Clinical problem solving in occupational therapy and the need to eliminate special case thinking

Lots and lots of questions these days and I am doing my best to answer them...

What I would like to try here is to throw my problem solving methodology to the winds and perhaps if someone finds this useful there will be fewer questions in the world. Is that likely?

There is a difference between a primary problem and a secondary behavioral attribute but people constantly confuse the two. So when someone says, "My child won't pay attention," or "One kid on my caseload won't eat any solid foods" they will often look for a direct and concrete answer to their 'problem' and completely misunderstand what the 'problem' really is. Let's take one example and walk through it.

First of all, if you have a clinical/presenting problem, place it in a circle at the top of the page and then make 5 circles underneath it. Five is a random number, but these circles will represent the POSSIBLE causes of the problem in the circle above:

PROBLEM


REASON 1____REASON 2____REASON 3____REASON 4___REASON 5

Then start filling in the details. This is your opportunity to be creative. Let your mind fly over all the potential reasons.

Let's talk about why a child won't sit during circle time. Here are 5 possible reasons off the top of my head:

1. He is only three years old and has no experience with this context and the behavioral expectations.
2. He has an organic neurological problem like a TBI, MR, lead poisoning, etc.
3. He has to go to bathroom, or any number of common sense possibilities.
4. He has no concept of behavioral boundaries; his parents let him run roughshod all over the house with no consequences.
5. The lesson plan is not adequately engaging or developmentally appropriate.

I am absolutely certain that there are many other possible reasons here but this will do for now.

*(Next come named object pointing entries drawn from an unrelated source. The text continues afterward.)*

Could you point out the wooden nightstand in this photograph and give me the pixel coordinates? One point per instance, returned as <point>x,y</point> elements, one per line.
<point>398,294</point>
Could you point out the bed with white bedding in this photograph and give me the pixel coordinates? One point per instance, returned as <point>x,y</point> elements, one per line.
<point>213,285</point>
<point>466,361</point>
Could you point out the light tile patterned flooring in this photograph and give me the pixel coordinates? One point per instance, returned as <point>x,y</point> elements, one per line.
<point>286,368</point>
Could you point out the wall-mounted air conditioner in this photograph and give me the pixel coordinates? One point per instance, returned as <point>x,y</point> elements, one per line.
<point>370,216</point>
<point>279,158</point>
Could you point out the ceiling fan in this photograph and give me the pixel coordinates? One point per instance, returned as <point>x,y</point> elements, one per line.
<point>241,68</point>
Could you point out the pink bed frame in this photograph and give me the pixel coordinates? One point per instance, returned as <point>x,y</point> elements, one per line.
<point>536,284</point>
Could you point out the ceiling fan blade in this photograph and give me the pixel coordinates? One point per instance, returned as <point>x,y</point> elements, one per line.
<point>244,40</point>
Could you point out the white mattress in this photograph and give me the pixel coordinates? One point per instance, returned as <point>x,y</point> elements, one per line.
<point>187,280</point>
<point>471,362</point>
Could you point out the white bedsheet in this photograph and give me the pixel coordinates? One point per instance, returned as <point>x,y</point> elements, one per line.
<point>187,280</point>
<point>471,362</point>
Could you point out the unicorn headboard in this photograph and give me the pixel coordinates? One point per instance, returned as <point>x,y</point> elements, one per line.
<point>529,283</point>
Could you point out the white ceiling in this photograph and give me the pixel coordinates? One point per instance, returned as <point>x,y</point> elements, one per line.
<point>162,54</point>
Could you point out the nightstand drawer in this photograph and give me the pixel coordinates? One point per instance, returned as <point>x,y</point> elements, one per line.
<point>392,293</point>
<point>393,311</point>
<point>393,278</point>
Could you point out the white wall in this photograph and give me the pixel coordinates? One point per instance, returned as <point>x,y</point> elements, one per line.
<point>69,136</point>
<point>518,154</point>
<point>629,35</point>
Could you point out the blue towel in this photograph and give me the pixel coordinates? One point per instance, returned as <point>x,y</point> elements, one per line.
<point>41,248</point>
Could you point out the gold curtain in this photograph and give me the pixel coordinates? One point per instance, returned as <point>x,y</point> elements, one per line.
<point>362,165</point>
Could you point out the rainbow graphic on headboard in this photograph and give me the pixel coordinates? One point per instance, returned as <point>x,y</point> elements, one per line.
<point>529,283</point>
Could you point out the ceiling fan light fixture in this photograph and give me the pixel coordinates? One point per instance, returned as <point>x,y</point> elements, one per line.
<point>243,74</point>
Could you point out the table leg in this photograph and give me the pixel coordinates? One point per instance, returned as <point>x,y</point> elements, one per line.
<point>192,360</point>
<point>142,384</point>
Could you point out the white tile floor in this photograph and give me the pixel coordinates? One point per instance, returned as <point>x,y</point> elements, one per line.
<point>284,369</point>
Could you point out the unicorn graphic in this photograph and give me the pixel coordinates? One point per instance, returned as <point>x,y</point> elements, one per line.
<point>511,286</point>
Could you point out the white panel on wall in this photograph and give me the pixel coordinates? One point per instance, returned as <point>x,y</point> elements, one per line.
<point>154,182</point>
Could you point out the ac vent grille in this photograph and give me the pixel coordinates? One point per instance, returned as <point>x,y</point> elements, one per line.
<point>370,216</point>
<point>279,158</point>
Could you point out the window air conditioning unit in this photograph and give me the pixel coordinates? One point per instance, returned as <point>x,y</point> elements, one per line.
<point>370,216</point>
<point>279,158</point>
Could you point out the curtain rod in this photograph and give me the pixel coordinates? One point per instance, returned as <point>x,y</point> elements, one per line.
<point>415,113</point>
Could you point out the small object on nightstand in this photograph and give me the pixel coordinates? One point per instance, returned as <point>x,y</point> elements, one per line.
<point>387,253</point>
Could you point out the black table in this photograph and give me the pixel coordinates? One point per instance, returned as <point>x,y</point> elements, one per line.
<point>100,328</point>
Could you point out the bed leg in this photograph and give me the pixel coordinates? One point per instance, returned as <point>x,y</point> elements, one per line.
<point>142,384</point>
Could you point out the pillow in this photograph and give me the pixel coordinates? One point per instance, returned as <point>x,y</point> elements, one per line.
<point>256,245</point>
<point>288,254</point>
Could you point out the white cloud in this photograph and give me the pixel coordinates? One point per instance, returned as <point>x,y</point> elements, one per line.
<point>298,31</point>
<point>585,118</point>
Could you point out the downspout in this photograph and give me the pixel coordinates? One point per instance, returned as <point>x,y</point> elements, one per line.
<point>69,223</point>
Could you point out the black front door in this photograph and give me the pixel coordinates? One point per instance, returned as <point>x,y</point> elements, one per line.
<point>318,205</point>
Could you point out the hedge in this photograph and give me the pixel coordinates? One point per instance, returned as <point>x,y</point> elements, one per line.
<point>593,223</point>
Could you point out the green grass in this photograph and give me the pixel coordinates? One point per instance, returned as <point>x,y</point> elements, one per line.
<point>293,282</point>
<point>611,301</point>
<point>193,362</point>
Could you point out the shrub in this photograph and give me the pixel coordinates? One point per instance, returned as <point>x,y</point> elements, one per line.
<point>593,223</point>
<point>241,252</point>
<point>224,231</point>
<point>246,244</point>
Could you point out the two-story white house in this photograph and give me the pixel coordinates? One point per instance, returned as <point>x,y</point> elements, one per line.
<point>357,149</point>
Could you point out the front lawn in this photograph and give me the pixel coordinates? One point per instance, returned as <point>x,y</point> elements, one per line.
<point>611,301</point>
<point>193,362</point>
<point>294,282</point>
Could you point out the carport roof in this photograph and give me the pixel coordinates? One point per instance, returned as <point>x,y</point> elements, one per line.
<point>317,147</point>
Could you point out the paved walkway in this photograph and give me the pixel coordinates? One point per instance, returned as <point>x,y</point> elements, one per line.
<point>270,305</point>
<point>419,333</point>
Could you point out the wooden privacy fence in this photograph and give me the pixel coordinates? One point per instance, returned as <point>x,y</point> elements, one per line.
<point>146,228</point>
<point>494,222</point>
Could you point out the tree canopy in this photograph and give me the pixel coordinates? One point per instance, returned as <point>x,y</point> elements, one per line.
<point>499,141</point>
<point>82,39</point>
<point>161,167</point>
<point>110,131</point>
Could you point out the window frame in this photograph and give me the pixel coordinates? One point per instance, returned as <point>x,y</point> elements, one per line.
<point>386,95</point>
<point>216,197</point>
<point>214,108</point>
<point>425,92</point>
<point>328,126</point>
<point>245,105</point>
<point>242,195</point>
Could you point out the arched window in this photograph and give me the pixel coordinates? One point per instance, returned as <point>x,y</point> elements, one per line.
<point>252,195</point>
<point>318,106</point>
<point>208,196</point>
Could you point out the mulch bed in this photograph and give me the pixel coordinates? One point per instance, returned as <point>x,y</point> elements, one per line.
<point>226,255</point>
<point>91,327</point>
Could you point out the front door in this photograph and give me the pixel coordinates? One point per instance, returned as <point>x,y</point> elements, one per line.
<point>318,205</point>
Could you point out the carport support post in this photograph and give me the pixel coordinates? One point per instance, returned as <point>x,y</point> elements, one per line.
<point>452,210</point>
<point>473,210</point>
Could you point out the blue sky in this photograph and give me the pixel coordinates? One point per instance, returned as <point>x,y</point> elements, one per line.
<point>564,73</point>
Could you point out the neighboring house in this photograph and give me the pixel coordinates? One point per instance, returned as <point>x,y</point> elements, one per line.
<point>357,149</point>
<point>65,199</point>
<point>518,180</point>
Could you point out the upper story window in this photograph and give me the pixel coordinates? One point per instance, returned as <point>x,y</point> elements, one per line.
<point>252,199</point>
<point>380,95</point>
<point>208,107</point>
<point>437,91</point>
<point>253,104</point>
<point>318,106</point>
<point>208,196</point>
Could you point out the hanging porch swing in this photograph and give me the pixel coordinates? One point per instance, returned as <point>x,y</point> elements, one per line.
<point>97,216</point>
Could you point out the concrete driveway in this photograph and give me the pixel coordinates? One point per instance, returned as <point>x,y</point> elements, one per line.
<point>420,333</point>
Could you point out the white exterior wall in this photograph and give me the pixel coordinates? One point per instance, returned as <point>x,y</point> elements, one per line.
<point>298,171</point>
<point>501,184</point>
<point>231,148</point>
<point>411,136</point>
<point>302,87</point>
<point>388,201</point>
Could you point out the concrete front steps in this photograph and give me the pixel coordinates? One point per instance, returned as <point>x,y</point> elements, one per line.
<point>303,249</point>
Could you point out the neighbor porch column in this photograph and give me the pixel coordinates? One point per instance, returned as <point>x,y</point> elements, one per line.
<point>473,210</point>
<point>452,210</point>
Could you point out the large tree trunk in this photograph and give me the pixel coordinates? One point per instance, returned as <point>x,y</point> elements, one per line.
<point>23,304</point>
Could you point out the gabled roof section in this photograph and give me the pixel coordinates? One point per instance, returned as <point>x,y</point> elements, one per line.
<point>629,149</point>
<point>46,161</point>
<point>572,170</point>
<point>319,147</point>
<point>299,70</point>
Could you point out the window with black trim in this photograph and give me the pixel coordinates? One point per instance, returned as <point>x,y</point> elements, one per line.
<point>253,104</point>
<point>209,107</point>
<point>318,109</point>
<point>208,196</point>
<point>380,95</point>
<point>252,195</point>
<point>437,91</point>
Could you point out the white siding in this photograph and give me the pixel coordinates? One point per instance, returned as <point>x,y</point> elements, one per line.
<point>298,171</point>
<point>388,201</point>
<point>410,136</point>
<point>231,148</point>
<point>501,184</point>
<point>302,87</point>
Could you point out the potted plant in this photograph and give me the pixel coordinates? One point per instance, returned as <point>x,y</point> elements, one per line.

The trap that clinicians (and those that rely on them) fall into is to start swinging at the behaviors but not really knowing what the problem is. Everyone wants a simple answer, and here are some examples of simple answers:

1. Implement a brushing program - the child obviously has some regulatory problems. Use lots of deep pressure, heavy work prior to sitting, and a weighted blanket or 'lap buddy' or weighted vest while sitting at circle time. Incorporate movement into circle time to accomodate for the child's obvious sensory seeking behaviors.

2. Implement a behavioral program. Use a token system that reinforces desired behavior and chart progress accordingly.

3. Refer to the physician, asking to evaluate for ADHD. This child clearly needs medication.

4. Enroll the parents in a parenting program. They need to learn how to set limits because this child is simply out of control.

Any of these answers may be inherently inappropriate for the given situation. What happens is that clinicians and intervention teams get into ruts and start swinging their sensory bats at this pitch, or their behavioral bats at this pitch - excuse the baseball analogy. Sometimes they will hit a home run, but sometimes they will strike out. You can't automatically use the same 'bat' to try to hit a pitch - you need to choose your intervention to meet the actual need.

A dose of R. Buckminster Fuller fits here:

"I am enthusiastic over humanity’s extraordinary and sometimes very timely ingenuities. If you are in a shipwreck and all the boats are gone, a piano top buoyant enough to keep you afloat that comes along makes a fortuitous life preserver. But this is not to say that the best way to design a life preserver is in the form of a piano top. I think that we are clinging to a great many piano tops in accepting yesterday’s fortuitous contrivings as constituting the only means for solving a given problem. Our brains deal exclusively with special-case experiences. Only our minds are able to discover the generalized principles operating without exception in each and every special-experience case which if detected and mastered will give knowledgeable advantage in all instances."

So my strong recommendation is that next time you believe that you are presented with a problem, make sure that you really have a problem and not a secondary behavioral attribute that is associated with the problem. Root out the cause of the behavior and your treatment plan will be so much more likely to be effective.

Finally, if you find yourself stuck in a rut and swinging the same kind of bat at every problem you perceive - please spend a couple hours with Bucky Fuller. I promise that you will be cured of special case thinking.

References:

Fuller, R.B. (1968). Operating Manual for Spaceship Earth, Carbondale: Southern Illinois University Press.